Tom’s deepest, most talented team works and plays.  It’s as close as your tightest team ever was.  And it has enough guys for two of your normal playing groups.

You always said, “It’s great when your best player is your best leader.”  Tom’s best player is Miles.  His best leader, one of the five best in program history, is Tum Tum Nairn Jr.  If Tum had left after last season, Miles might’ve gone, too.  Instead, they have a chance to give the school, your adopted one, its third NCAA title.

I’ll never forget that shot of you leaving the court after beating Notre Dame, smiling and shaking your fists over your head.  Making a Final Four meant that much to you.  And you never made it back, despite two clock-trocities in ’86 and ’90.

We were almost done with the book, in the last day of our 11 two-hour sessions, when I asked you to name your all-opponent team.  The last name you gave me was “Larry Bates.”  I wracked my brain, fried as it was, trying to figure out who that might be.  The last thing I wanted to do was look stupid.  But you’d seen that look a lot.

“OK!  OK!  I give!  Who’s Larry Bates?”  Knowing you’d won, with that classic deadpan delivery, you told me, “He’s the clock operator at Kemper Arena.”  Very funny. . . . Actually, it was.

Whether this team goes all the way or not, it won’t be waylaid by anything internal.  And if it gets to play Duke again in San Antonio, saddle up for one helluva game.

MSU could’ve and maybe should’ve beaten the Blue Devils in Chicago, Jud.  Tom’s team led by a basket with four minutes left and couldn’t close the deal.  It ran headfirst into one of your favorite players, Scott Skiles, this time wearing blue and going by the name of Grayson Allen.

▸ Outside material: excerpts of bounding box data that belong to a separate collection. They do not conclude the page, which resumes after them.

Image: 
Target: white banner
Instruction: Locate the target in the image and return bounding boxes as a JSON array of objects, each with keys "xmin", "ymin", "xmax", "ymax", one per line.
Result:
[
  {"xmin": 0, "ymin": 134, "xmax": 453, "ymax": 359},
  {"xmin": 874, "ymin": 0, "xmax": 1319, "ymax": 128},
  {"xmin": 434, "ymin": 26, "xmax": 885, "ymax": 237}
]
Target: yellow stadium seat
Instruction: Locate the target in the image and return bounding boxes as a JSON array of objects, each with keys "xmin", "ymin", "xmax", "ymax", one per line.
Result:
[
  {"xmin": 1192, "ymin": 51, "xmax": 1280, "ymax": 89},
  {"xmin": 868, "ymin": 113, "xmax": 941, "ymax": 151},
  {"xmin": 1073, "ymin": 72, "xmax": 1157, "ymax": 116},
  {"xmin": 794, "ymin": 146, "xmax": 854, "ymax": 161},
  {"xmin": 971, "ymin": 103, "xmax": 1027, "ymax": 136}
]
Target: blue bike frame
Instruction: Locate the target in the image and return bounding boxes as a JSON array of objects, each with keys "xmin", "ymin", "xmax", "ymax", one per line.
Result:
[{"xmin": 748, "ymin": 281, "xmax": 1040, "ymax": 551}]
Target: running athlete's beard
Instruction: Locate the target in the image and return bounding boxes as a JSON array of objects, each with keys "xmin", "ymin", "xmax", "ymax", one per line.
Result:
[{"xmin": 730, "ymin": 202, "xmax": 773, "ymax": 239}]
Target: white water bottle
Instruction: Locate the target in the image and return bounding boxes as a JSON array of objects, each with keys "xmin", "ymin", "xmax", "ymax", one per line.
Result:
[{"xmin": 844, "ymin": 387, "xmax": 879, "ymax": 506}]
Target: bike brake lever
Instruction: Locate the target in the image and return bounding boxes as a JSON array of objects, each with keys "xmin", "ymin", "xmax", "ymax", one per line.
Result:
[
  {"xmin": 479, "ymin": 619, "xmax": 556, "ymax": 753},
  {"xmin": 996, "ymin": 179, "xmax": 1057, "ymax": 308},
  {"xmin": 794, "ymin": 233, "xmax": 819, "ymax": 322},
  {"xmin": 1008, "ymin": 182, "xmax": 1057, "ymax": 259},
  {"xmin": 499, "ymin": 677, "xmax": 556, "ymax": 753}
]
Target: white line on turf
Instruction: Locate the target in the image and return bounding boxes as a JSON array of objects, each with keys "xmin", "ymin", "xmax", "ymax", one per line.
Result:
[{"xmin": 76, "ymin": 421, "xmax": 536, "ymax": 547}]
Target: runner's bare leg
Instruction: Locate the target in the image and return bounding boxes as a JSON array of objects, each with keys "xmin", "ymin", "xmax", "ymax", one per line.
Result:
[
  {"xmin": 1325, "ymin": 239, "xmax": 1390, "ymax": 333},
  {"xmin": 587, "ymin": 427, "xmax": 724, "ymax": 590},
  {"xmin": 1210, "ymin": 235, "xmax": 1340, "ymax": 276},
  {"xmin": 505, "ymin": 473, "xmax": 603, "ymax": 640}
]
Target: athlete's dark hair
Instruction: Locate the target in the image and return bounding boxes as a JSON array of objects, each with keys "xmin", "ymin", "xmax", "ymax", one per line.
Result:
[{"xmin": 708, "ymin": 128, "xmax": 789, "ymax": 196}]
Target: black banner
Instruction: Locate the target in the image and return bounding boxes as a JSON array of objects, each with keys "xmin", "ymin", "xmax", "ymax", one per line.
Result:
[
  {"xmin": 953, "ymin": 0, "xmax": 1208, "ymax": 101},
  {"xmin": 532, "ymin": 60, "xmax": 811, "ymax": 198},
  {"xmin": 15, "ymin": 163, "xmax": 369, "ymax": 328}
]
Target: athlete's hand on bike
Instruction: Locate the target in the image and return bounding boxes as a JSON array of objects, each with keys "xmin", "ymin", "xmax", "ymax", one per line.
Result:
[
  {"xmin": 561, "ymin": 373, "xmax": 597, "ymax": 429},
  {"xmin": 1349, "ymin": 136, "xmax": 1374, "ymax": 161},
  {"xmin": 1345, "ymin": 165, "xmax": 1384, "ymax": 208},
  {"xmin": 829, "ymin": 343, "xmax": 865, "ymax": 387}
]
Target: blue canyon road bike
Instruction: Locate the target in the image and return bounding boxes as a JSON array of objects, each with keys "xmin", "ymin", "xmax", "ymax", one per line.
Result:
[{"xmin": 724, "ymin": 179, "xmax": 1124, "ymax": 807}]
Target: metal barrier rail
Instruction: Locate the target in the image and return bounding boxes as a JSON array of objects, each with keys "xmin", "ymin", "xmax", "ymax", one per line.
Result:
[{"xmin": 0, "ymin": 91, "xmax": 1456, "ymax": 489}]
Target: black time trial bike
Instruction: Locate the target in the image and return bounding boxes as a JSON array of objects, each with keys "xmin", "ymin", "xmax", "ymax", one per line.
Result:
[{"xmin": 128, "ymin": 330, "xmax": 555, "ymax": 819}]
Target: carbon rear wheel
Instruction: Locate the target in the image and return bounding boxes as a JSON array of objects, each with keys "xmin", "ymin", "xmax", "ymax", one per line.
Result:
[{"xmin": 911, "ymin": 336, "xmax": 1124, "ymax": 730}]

The most hated Dukie since Dick Nixon _ and that’s saying a lot with Laettner, Redick and the like _ had 37 points and could’ve shot 40 percent from Skokie that night.  But what really got the Spartans beat was surrendering 25 offensive rebounds, more than an Izzo team might do in two-week stretches.

Uh, one other thing.  Krzyzewski played ZONE the entire game, a brilliant ploy with four freshman starters and MSU’s three best 3-point shooters a combined 1-for-10 from deep.

I know, I know.  You’ve told Tom he needed to play zone as often as you said, “Be a guard, not a garbage!”  Well, he has actually done that this season.  You blinked and missed it?  I hope you didn’t miss his facsimile of your old green jacket.  The fashion police have banned the used of replay.

But I’m sure you’ve heard all about that.  Seen it, too.  You never miss a game, do you?  You didn’t in Spokane.  And you won’t from your skybox.

Just know that a lot of people miss you.  Everyone but the officials.  For one night, last night, we thought you might have snuck down and joined in the joy.

There was plenty to go around.  Enough for you and Tom to share.